This off-the-beaten-path taqueria serves up spicy goodness.
It’s 11 a.m. on a Sunday and I’m traveling from East Dallas home to Lake Highlands. I want to grab brunch tacos for the family, but where? Fuzzy’s is packed. I don’t have the energy to deal with it. On a hunch, I head toward the fringe — that area that isn’t quite East Dallas or Lake Highlands or Garland — Northwest Highway and Jupiter.
That’s where, for the first time ever (it’s been there two years, by the way), I notice Taqueria Hidalgo, tucked away next to a coin laundry. It’s not crowded at all. The place is spacious with a dozen tables. Two or three of them hold customers. A TV in the corner plays a Spanish news show. The signage is entirely in Spanish, but there’s one thing — an important thing — that I understand: “Tacos $1”.

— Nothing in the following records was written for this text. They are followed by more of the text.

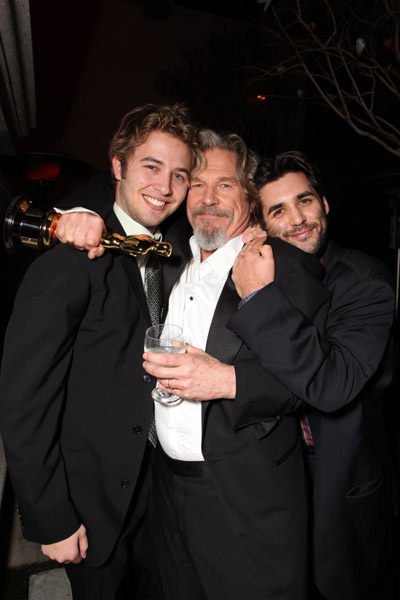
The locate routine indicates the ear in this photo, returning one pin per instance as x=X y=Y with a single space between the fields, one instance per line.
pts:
x=117 y=168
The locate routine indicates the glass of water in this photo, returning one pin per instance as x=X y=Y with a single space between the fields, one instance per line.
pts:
x=164 y=339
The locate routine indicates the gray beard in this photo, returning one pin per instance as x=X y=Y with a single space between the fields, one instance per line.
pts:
x=210 y=240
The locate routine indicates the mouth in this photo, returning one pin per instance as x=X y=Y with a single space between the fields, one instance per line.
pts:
x=302 y=234
x=154 y=202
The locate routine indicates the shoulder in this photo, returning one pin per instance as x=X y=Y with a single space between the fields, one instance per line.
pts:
x=355 y=264
x=287 y=254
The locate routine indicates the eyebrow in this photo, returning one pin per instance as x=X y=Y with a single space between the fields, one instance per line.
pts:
x=228 y=178
x=298 y=197
x=160 y=162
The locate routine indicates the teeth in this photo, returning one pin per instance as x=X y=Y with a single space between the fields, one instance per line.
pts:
x=154 y=201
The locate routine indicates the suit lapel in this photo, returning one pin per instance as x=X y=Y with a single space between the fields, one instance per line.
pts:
x=130 y=267
x=222 y=343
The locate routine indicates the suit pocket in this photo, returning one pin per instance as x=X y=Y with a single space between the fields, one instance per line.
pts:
x=364 y=490
x=264 y=428
x=366 y=522
x=71 y=459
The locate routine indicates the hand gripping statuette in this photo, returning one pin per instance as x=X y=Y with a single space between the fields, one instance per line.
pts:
x=26 y=225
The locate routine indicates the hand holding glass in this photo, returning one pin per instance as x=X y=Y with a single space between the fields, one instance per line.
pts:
x=164 y=339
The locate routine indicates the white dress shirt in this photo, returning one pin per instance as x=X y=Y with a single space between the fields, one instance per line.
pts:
x=191 y=306
x=130 y=226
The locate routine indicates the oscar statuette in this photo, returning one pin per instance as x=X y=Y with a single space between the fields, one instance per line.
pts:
x=26 y=225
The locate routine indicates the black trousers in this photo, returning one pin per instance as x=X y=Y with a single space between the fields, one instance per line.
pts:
x=131 y=571
x=200 y=555
x=387 y=587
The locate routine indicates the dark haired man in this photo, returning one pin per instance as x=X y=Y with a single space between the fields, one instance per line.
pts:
x=230 y=495
x=341 y=375
x=75 y=403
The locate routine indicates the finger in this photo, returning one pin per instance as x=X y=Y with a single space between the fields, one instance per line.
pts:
x=253 y=232
x=193 y=350
x=96 y=252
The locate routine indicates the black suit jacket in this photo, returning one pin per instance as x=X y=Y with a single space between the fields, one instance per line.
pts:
x=257 y=464
x=75 y=403
x=342 y=375
x=254 y=459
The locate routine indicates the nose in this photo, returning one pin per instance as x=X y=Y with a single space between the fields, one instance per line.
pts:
x=164 y=184
x=297 y=216
x=210 y=197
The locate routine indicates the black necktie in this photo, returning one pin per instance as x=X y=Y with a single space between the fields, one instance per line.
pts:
x=154 y=287
x=154 y=296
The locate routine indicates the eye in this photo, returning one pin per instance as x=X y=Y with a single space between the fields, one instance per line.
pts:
x=180 y=177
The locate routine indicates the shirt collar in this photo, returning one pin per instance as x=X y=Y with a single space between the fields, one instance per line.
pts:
x=132 y=227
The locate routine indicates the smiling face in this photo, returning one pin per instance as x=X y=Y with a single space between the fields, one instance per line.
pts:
x=294 y=213
x=218 y=209
x=155 y=180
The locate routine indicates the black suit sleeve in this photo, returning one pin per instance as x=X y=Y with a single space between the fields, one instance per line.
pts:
x=260 y=394
x=38 y=349
x=326 y=370
x=97 y=195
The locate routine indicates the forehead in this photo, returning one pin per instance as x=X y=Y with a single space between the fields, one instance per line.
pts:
x=219 y=163
x=162 y=145
x=285 y=189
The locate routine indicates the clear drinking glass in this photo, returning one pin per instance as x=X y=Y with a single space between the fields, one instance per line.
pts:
x=164 y=339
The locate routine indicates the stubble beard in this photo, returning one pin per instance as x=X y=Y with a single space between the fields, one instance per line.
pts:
x=311 y=246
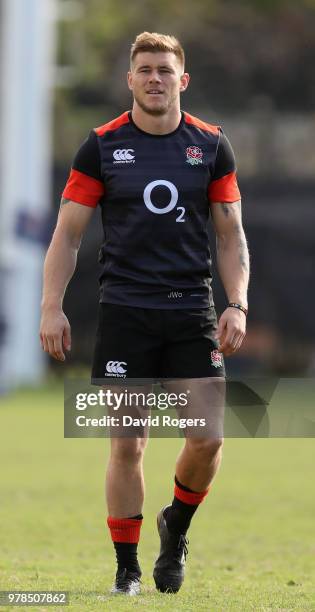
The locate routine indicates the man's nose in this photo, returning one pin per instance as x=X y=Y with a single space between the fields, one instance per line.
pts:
x=155 y=76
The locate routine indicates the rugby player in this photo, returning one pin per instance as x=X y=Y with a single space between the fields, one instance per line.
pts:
x=157 y=173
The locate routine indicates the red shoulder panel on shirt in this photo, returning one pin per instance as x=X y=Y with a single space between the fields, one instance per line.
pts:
x=224 y=189
x=201 y=124
x=83 y=189
x=112 y=125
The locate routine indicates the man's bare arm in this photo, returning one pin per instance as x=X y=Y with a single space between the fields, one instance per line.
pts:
x=59 y=267
x=233 y=266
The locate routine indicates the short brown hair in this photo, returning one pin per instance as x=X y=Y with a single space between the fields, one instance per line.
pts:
x=154 y=42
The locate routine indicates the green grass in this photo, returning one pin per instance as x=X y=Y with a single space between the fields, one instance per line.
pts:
x=252 y=542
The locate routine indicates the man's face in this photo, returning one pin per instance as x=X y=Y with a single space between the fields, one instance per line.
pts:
x=156 y=80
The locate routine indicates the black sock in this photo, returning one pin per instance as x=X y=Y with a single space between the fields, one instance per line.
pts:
x=127 y=553
x=127 y=557
x=178 y=516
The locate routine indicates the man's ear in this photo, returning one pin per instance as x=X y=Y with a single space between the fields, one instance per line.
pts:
x=184 y=81
x=129 y=80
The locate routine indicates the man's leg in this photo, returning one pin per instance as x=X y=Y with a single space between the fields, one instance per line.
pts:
x=200 y=458
x=196 y=467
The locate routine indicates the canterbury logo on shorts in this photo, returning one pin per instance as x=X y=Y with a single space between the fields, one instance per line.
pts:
x=116 y=368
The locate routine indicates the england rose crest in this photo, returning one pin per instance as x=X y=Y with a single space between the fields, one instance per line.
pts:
x=216 y=358
x=194 y=155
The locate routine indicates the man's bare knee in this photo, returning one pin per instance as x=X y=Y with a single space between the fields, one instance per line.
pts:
x=129 y=450
x=204 y=448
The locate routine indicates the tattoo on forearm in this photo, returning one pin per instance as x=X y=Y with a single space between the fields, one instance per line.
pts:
x=242 y=247
x=225 y=209
x=63 y=202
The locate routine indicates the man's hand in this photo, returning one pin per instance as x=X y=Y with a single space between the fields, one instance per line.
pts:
x=231 y=331
x=55 y=333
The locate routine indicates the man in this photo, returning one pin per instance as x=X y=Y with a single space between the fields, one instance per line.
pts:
x=156 y=172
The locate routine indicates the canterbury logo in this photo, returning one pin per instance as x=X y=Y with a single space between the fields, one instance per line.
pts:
x=175 y=294
x=124 y=156
x=116 y=367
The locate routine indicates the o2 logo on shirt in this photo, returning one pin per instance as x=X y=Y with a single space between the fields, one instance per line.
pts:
x=173 y=201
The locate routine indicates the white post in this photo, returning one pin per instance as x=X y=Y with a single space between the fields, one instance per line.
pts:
x=26 y=112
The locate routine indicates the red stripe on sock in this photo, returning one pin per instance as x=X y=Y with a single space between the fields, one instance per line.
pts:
x=193 y=499
x=124 y=530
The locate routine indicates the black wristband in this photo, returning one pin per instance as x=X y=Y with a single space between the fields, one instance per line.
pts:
x=239 y=307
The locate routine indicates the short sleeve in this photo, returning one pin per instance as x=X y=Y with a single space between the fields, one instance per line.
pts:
x=85 y=184
x=223 y=186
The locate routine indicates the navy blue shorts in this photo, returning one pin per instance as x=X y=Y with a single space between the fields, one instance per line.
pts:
x=134 y=342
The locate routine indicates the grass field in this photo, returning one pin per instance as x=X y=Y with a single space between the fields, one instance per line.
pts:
x=252 y=543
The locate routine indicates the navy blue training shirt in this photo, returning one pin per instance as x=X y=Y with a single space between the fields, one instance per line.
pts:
x=154 y=192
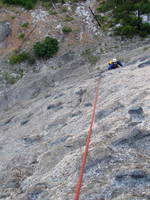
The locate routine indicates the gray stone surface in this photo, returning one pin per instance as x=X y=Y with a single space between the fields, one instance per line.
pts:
x=44 y=122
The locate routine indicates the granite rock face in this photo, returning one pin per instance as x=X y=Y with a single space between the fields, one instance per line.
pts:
x=43 y=133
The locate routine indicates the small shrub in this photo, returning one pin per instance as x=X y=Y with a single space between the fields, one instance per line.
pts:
x=25 y=25
x=28 y=4
x=145 y=48
x=21 y=36
x=67 y=29
x=13 y=17
x=64 y=9
x=52 y=12
x=68 y=18
x=46 y=48
x=31 y=60
x=47 y=5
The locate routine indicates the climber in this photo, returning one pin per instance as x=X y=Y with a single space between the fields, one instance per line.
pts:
x=113 y=64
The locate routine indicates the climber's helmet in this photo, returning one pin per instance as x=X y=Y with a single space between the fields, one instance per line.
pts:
x=114 y=60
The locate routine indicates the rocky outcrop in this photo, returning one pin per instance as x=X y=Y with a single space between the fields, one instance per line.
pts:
x=42 y=140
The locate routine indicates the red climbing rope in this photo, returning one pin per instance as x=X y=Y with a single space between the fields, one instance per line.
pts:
x=82 y=168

Thankfully, photos along the wall identify other menu items, and the girl at the counter speaks perfect English. I order a bunch of breakfast-y tacos: tacos with varying combinations of eggs, chorizo, potatoes, cheese, rice. I add a few burritos to my order — spicy pork, steak, tongue. The shells — a mixture of soft corn and flour tortillas were remarkably soft; generous amounts of spicy chorizo married with fluffy yellow eggs is topped with fresh veggies and lime.
Green salsa drizzled on top adds adequate kick to the small but filling morsels. For $18 total, I fed four people with food to spare. The menu also included menudo, steak dinners, spicy shrimp cocktails ($6.99S-$11L), gorditas and Mexican subs ($5). Hidalgos also serves pretty pastel-colored fruit drinks, shakes and smoothies and something called Horchato, a milk-based drink with vanilla and cinnamon that is supposedly a sweet accompaniment to spicy foods ($2).
If you need colorful candy, a glitzy rosary or a portrait of Our Lady of Guadalupe, they have you covered there too.